The Great Pyramids of Giza
Our ancient Egyptian ancestors built the famous pyramids using lime mortar as a binder and to plaster them as well as incorporating lime mortar in their homes and their religious temples.
During the Roman era, the empires were built using lime based mortars extensively. A famous Roman, Vitruvius, was a Roman architect who wrote some basic guidelines on the appropriate mixture of lime mortar.
An Indian structure standing for over 4,000 years is a monument of the Indus valley in Pakistan, it was built using a lime based mortar.<
What Other Differences Does Lime Mortar Have Compared to Cement?
Lime mortar often takes a lot longer to fully set than cement; cement often reaches its full hardness within a month whereas lime mortar can take longer to fully harden and set. This makes cement a popular choice for modern buildings, as the cement is able to harden quicker and reach its peak hardness in a much shorter amount of time.
Lime mortar is often much easier to work with therefore allowing it to be used in reconstruction, repair or new building work with greater efficiency.
Cement is a very hard substance, which although sounds great it can sometimes mean it’s too hard for the substances that it works with and can cause cracking. Lime mortar is softer and can help prevent cracking by allowing tiny movements within the building, with micro-cracks being able to heal themselves to prevent further problems from water or frost down the line.
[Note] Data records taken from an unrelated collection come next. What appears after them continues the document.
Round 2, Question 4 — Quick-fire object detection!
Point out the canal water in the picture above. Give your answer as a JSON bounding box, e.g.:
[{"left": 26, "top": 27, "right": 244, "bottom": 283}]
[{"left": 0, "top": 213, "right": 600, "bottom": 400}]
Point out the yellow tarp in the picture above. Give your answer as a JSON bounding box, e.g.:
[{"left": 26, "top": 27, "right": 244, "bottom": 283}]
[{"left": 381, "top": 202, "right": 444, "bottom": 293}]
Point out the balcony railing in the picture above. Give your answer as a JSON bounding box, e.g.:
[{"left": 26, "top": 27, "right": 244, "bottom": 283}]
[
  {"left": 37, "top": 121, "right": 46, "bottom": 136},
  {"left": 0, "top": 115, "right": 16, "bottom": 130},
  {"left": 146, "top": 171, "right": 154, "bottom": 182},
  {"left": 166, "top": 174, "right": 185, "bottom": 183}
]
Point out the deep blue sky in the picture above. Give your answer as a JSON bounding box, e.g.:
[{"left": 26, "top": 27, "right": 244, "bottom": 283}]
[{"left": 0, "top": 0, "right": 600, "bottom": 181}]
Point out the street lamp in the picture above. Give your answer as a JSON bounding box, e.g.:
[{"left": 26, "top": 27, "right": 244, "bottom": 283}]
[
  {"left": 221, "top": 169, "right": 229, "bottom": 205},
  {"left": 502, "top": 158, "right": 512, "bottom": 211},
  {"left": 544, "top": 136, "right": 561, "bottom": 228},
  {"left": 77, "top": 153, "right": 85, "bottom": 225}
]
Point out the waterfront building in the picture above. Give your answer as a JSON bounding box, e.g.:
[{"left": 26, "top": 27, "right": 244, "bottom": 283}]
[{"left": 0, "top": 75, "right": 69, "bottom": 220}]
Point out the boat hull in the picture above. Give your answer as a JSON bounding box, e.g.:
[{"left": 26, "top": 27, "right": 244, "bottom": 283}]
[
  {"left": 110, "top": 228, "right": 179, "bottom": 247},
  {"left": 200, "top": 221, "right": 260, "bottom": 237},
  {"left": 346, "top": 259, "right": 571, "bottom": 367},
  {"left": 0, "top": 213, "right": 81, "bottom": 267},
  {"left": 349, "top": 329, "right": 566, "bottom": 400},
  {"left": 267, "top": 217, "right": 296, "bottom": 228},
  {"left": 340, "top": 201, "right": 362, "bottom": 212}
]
Cement is waterproof, allowing for a complete seal to prevent water leakage, this can sometimes cause damp problems due to the trapped water having nowhere to go, lime mortar however does not do this. Lime mortar is breathable, meaning it takes on water and releases it, reducing the chances of damp problems and trapped water issues common with cement. This allows it to be safely used on buildings without any sealing in conjunction to its self-healing properties (in some cases excluding hydraulic lime mortar), allowing for any micro-cracks to be resolved by itself which prevents any further problems that could potentially have been created by frost or colder temperatures.
Lime mortar is permeable, allowing for a vapour to pass through it at an almost negligible level. This makes it benefitial for all building types, as it can help to regulate humidity, which cement cannot as it does not permit vapour passage.